Paragraph 2(1) of Schedule 10 to the Act allows taxpayers to elect to charge VAT on supplies of property that would otherwise be exempt from VAT. Electing to waive exemption allows taxpayers to recover input tax that is attributable to supplies that become taxable as a result.
An election to waive exemption has no effect in relation to certain supplies of property described in the Act. Paragraph 2(3AA) of Schedule 10 to the Act (paragraph 2(3AA) was inserted by section 37(2) of the Finance Act 1997 (c. 16) and amended by S.I. 1999/593) describes some of those supplies. The supplies to which that paragraph applies, relate to property that, in the hands of the person making the supply, is a capital item for the purposes of regulations made under section 26(3) and (4) of the Act (the regulations are regulations 112-116 of the Value Added Tax Regulations 1995 S.I. 1995/2518 amended by S.I. 1995/3147, 1997/1086, 1997/1614, 1999/3114). It will cause a supply to fall for VAT exemption, notwithstanding an election to waive exemption, if the supply arises from a grant made by that person and he (or the person who financed his development of that property) intended or expected that it will be occupied other than wholly or mainly for making taxable supplies.
Article 1 provides for the commencement of this Order and that it has effect in relation to supplies made on or after 18th March 2004.
Article 3 makes a consequential amendment to paragraph 2(3AA) of Schedule 10 to the Act arising from the insertion of paragraph 2(3B) by article 4 of this Order.

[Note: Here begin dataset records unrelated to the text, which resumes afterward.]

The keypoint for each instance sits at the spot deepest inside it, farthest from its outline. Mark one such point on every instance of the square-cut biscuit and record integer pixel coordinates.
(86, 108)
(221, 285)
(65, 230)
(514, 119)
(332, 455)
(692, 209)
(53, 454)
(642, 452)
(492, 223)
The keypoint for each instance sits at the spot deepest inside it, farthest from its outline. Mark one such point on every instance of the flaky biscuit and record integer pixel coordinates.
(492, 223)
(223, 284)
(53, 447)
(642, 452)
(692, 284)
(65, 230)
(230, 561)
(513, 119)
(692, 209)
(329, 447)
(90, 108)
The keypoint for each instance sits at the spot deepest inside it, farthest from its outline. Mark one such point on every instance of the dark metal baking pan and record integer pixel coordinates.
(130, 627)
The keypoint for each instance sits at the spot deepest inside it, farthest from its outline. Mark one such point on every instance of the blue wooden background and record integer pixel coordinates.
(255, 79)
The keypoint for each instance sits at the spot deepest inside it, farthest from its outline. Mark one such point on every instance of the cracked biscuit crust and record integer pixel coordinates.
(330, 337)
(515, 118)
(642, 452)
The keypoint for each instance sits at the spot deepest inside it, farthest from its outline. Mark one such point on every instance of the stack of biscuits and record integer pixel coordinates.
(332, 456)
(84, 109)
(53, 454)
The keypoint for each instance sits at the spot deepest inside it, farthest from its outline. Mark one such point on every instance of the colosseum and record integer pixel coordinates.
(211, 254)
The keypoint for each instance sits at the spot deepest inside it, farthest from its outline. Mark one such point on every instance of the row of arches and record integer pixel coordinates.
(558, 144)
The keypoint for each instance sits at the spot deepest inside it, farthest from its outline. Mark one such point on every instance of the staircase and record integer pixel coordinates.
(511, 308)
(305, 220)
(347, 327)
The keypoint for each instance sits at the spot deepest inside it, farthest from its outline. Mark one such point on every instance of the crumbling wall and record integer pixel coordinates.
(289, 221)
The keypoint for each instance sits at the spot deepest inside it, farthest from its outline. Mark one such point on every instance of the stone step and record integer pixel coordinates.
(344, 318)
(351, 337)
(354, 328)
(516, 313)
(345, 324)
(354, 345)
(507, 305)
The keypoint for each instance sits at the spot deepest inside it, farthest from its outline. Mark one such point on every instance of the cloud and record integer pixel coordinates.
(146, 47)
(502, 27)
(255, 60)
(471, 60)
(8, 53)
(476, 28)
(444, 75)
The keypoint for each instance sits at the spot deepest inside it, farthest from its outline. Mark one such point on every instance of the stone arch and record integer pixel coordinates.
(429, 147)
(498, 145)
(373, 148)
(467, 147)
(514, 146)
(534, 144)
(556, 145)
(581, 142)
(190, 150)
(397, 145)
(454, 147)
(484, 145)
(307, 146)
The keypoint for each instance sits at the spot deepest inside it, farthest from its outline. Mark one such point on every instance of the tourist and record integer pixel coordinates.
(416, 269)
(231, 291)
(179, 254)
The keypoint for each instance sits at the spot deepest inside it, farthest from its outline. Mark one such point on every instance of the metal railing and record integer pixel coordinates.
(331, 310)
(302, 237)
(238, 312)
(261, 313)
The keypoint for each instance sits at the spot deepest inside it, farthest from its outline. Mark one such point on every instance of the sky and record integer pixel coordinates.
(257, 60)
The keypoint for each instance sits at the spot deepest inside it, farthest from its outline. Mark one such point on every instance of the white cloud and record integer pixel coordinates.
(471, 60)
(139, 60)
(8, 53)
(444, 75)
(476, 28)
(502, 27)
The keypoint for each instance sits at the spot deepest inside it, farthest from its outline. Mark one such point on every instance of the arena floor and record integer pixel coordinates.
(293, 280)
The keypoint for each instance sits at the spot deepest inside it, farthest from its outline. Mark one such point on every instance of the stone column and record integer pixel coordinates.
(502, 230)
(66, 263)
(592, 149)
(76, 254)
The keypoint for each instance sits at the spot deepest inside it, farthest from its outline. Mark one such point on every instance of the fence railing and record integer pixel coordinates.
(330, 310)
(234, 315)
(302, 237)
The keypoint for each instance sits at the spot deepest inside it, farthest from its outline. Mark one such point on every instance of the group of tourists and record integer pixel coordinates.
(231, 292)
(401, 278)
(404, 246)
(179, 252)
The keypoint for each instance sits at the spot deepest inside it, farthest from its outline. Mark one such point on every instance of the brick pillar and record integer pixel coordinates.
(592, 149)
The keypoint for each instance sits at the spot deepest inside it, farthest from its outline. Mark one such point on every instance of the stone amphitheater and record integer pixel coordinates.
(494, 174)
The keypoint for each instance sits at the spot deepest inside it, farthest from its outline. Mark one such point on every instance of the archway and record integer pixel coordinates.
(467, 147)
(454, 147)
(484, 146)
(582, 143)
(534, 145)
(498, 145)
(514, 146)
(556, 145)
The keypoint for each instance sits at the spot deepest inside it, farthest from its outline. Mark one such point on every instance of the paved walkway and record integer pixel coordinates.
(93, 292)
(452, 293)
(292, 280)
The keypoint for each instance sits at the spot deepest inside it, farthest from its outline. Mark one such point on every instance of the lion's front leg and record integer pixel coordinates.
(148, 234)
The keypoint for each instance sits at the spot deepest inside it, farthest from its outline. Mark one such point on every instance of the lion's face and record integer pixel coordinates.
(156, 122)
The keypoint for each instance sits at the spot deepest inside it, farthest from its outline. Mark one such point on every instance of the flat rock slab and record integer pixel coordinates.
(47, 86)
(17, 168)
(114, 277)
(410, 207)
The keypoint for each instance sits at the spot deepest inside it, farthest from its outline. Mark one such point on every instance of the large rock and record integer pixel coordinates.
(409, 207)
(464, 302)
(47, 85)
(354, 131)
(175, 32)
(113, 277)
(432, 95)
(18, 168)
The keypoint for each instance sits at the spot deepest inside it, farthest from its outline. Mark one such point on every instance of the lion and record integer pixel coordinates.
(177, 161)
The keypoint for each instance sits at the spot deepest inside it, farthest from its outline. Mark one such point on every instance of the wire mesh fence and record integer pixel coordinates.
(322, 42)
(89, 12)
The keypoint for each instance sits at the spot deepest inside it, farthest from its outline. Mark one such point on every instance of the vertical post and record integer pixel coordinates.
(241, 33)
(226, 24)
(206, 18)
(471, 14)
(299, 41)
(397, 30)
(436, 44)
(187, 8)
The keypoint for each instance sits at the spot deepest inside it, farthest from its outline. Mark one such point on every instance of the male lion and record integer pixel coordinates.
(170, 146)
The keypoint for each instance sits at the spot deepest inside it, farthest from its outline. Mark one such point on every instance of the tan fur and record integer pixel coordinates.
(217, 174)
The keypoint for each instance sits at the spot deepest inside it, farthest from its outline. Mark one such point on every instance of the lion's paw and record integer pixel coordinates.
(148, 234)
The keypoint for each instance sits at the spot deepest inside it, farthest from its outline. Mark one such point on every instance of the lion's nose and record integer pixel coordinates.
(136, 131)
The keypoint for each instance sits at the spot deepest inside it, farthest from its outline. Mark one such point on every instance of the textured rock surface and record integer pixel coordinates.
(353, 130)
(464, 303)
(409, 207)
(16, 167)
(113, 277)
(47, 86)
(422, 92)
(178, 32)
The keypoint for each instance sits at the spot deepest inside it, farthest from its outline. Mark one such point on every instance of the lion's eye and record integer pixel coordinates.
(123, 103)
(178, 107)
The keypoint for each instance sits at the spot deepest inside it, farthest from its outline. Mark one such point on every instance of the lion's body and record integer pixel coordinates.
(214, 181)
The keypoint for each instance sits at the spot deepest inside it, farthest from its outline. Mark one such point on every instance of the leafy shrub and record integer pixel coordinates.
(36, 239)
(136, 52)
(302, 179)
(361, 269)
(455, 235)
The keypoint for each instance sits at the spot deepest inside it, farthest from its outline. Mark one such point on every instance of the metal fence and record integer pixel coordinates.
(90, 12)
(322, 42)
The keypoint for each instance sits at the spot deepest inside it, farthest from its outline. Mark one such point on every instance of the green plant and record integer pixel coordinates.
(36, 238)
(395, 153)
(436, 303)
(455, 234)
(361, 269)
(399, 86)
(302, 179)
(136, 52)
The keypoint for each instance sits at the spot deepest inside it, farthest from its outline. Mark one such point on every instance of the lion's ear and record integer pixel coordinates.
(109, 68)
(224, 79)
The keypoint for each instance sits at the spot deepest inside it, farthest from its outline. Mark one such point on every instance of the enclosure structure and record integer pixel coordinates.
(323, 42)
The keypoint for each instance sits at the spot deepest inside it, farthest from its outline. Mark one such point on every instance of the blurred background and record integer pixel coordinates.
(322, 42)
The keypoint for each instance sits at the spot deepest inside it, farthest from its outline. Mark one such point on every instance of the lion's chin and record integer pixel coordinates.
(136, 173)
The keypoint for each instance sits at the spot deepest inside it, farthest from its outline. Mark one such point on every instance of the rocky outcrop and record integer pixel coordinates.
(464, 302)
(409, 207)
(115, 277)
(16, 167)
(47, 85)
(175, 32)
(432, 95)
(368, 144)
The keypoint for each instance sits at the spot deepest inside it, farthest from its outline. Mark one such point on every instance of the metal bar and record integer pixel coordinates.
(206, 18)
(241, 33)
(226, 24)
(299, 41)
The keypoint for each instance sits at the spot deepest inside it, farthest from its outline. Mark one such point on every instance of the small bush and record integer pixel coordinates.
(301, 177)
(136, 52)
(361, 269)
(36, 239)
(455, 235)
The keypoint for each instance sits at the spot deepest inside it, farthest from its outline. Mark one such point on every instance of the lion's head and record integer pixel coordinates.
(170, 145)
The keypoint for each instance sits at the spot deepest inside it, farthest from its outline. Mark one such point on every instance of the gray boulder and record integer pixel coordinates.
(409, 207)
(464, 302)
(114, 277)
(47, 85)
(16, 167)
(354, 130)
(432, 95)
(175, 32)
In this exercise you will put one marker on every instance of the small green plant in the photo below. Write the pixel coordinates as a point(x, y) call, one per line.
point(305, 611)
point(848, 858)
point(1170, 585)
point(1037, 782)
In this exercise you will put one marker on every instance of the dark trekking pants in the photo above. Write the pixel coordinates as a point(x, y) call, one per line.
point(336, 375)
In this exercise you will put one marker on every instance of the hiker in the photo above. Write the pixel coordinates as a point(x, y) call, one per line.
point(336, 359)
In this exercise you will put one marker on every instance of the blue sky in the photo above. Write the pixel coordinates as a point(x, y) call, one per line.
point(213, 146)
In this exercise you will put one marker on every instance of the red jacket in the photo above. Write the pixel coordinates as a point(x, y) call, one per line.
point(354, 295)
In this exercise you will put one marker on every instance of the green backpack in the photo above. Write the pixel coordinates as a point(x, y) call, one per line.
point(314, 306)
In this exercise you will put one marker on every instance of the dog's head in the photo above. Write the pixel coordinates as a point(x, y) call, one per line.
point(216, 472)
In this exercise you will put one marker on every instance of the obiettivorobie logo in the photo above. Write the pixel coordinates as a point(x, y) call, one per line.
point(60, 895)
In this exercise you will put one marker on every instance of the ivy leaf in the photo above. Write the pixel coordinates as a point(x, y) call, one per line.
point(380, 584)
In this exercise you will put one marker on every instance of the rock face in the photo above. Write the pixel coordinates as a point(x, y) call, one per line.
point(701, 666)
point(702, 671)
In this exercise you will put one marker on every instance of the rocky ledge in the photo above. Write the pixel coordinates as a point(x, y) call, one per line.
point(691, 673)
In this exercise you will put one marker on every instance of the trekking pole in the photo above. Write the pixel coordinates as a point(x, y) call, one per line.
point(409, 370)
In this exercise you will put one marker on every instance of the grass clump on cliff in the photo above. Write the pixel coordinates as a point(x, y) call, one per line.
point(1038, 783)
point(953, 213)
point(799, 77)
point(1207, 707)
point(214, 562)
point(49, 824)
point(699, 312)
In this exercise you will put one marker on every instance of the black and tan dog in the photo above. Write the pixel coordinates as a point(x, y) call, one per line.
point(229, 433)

Article 4 inserts new paragraph 2(3B) of Schedule 10 to the Act. Paragraph 2(3B) provides that when someone other than the person who made the grant, makes a supply of land that arises from that grant then (for the purposes of paragraph 2(3AA)) that person is treated as making that grant at the time of their first supply arising from it.
Article 5(2) makes consequential amendments to paragraph 3A of Schedule 10 to the Act arising from the insertion of paragraph 2(3B) (paragraph 3A was inserted by section 37(2) of the Finance Act 1997 (c. 16) and amended by S.I. 1999/593).
Article 5(3) inserts paragraph 3A(2A) of Schedule 10 to the Act. It applies so that a grant that is treated as made by virtue of paragraph 2(3B), and which fails to be grant made by a developer of land by virtue of paragraph 3A(2) only because it occurs after the time for making adjustments to input tax required by regulations made under section 26(3) and (4) of the Act will, nevertheless, be treated as a grant made by a developer of land.
Article 5(4) inserts a new paragraph (cc) to the non-exhaustive list of activities in paragraph 3A(5) of Schedule 10 to the Act. These activities constitute the provision of funds for the development of land. The provision of any consideration for the acquisition of shares or securities that finance a development of land is now expressly stipulated to be such an activity.
A full regulatory impact assessment has not been produced for this instrument as it is has negligible impact on the costs of business, charities and voluntary bodies.